Alright, it's time for a post that's both exciting and a little anxious. The exciting part first: I have officially put up version 1.0 of a game that I've been working on for 10 months in my free time. It's called the Rise of Magus, and is a platformer based on the character Magus from Chrono Trigger, a classic Japanese RPG.
The official site for the game is here: www.silentellipsis.com/riseofmagus
If you go to silentellipsis.com, you'll also find a nifty link to this blog (henceforth the official blog of silentellipsis.com). Now, a necessary awesome looking title screen:
Now if the page on the other side of that link looks suspiciously like this one, it's possibly because I just ripped off the style sheet for this blogger page and made a couple changes.
The game was a lot of fun to make - I created it in Game Maker 7 using, among other resources, sprites from Chrono Trigger. That's where we get to the anxious part...
One of the sites on which I found some useful resources was the Chrono Compendium, and I decided that after I finished, I would submit the game to the webmaster and see if they wanted to put up a link to my game.
Today, having just finished my game the night before, I visited the Chrono Compendium to see an announcement that they'd received a cease and desist order from Square Enix over the weekend in reference to some of the other fan projects on the site. Obviously, this did not sound like it boded well for me.
However, when I looked at the cease and desist order more closely, I realized I might be ok afterall. The document (which they link to on their front page) is specifically concered with ROM-hacking, and a quick look through other projects that had previously been linked to showed that the ones to receive cdo's were either:
2) Recreations of the original game
While I'm sympathetic to the webmasters on the Compendium when they say that they disagree with Square's argument, Square has much more justification for ordering stops on these kinds of projects than they would have with one like mine. ROM-hacking, as a practice, enables game piracy, and recreations of the game compete with their own product (and at an advantage, since they're free).
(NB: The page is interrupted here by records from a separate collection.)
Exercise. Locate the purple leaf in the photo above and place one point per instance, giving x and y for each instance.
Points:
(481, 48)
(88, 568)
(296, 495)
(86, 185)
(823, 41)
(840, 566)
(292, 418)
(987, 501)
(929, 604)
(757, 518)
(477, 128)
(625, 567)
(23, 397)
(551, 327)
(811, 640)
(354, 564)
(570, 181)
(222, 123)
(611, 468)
Whether or not these projects will actually result in a loss of revenue for Square Enix (I seriously doubt they actually would), the practices have the potential to hinder Square's business.
My game, on the other hand, is not a ROM-hack, mod, or remake of Chrono Trigger. It's an independent game that uses sprites from Chrono Trigger. The fact that the game is a different genre from the game that inspired it does a lot to support the argument that it doesn't directly compete with the original game, and since I didn't do anything with Square's software, I haven't violated any user agreement or tried to circumvent their copy protection.
That's enough for me to go through with putting the game up and posting about it on a couple sites. The folks at Square Enix aren't stupid, and they have no reason to pursue litigation against people who aren't actually threatening their business. What's more, the cdo against the Chrono Compendium shows that they looked into the situation in decent detail, so I doubt they'll be sending me an email just because they're in a litigate-y mood. Of course, they can prove me wrong at any time.
So I don't think I have anything to worry about, and for now will just enjoy the fact that I actually completed this project (of course, if I get enough positive feedback, I'll probably come back and add a little more to it). Seriously, check it out, I think it turned out pretty well.